Ms Y is the leaseholder of a flat below that of Mrs & Mr Shakeshaft, who had a tenant in theirs. There had been repeated leaks, and floods, into Ms Y’s flat over a period of 4 years or so, originating in the Shakeshaft’s flat above and causing considerable damage. Ms Y had brought a claim which, by the time it reached trial at first instance, was purely a claim in nuisance against Mrs & Mr S for the water originating in their flat.

At first instance, the Circuit Judge broke the claim down as follows:

  1. Water ingress in December 2007
  2. Further water ingress in December 2008

  3. Some lesser leaks in January 2009

  4. Flood from washing machine in the S’s flat in about May 2009 (following a first flood from the washing machine in April 2009, which was – quite properly – not claimed for)

  5. Water ingress in September 2010, apparently with further leaks to June 2011

The actual cause of the problem (apart from the washing machine) was a cracked waste pipe from the shower to the waste stack. The pipe was half buried in the floor. The lower part of the pipe and junction could not be seen by a visual inspection, as it was encased in concrete.

In  (failed) responses to the complaints of flooding, Mrs & Mr S had (in order as above)

  1. regrouted the bathroom.
  2. replace the old hip bath with a shower, regrouting the bathroom.

  3. told their tenants to keep the shower drain free of obstruction

  4. (Separate issue – a stopcock had been installed 4 weeks after the first washing machine flood, but not before a second one had occurred).

  5. After too-ing and fro-ing about possible causes, surveyors confessing themselves bewildered, and the expense and practicalities of breaking up the bathroom floor (and the difficulties in obtaining permission required from the freeholder to take up the floor), eventually the cause was discovered and repaired.

The first instance CJ stated he followed Sedleigh-Denfield v O’Callaghan [1940] AC 880 and Lord Wright:

The liability for a nuisance is not, at least in modern law, a strict or absolute liability…he is not liable unless he continued or adopted the nuisance, or, more accurately, did not without undue delay remedy it when he became aware of it, or with ordinary and reasonable care should have become aware of it.

So the question was whether the actions of Mrs & Mr S were such as to be those of reasonable user once notified of the nuisance, acting without undue delay. In each instance, the CJ found that the steps taken were those of ‘reasonable user’ such that Mrs & Mr S could not be found to have continued or adopted the nuisance, despite the 4 years it took to remedy the cause of the floods (except the washing machine – but there 4 weeks to prevent reoccurrence was found to be the action of a reasonable user).

Ms Y sought permission to appeal to the Court of Appeal, but it was refused.

Mr Paget relied on obligations in the lease by the defendants to their occupying tenants, but, as it seems to me, that is not something of which Miss Yianni can take any advantage.
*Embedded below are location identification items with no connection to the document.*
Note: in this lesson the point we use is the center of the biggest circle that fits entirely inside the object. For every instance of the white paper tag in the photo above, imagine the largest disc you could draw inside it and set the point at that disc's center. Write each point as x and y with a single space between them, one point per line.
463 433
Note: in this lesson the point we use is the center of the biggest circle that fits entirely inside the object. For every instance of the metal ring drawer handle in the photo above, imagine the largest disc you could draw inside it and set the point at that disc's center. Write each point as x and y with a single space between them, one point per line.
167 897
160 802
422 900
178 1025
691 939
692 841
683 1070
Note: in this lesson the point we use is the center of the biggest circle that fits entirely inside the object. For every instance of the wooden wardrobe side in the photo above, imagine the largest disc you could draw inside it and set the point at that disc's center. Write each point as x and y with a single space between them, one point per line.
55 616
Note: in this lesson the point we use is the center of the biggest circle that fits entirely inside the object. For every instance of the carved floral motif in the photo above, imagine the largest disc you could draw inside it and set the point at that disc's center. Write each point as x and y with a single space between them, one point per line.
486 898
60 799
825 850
Likewise he sought to rely on obligations in the lease from the freeholder to the defendants, but that is not a cause of action on which the defendants were sued, therefore it seems to me to be that the obligations under that lease are also irrelevant for present purposes. The same is true of statutory obligations to the defendants’ occupying tenants.

It seems to me the force of Mr Paget’s submission is undermined by Lord Wright’s reference to undue delay. How can one judge what is undue delay without having regard, certainly to the nature of the problem and its consequences, but also to what efforts are reasonably required to work out what is the cause of the problem and to see to it being resolved? Mr Paget submits that the judge was wrong to apply a reasonableness test as regards what the defendants did and caused to be done, and the time under which those things were done, between December 2007 and June 2011. It seems to me that that is a submission which is legally untenable.

Mr Paget does not challenge the judge’s factual findings as to what was done and the difficulties that the defendants experienced in working out the cause. In particular, although he criticises the judge’s finding, he has to accept that the judge found that the freeholder objected in early 2011 to the defendants undertaking the works that he says were necessary, and which it turned out were indeed necessary. But, as it seems to me, if the freeholder was taking the position that the defendants are not entitled to open up the floor, then it cannot be said that the defendants were unreasonable in not doing so immediately.

So with respect to Mr Paget’s able arguments and with a great deal of sympathy for Miss Yianni’s traumatic experience over a lengthy period, it seems to me that there is no reasonable prospect that the judge could be demonstrated, on an appeal to the Court of Appeal, to have adopted the wrong approach. To the contrary, it seems to me that he applied exactly the right approach and he made findings which are not, and cannot be, challenged, which led to his conclusion that the defendants were not liable because there was no question of unreasonable delay, or unreasonable lack of effort, in the course of action followed once they were on notice of the problem.

Permission to appeal refused.

This is harsh on Ms Y, who suffered repeated floods over 4 years without, it turns out, having any remedy against the owners of the flat causing the flood. But it is a cautionary lesson that ‘taking reasonable steps’ to abate a nuisance can still fall a long way short of actually abating it without being unreasonable.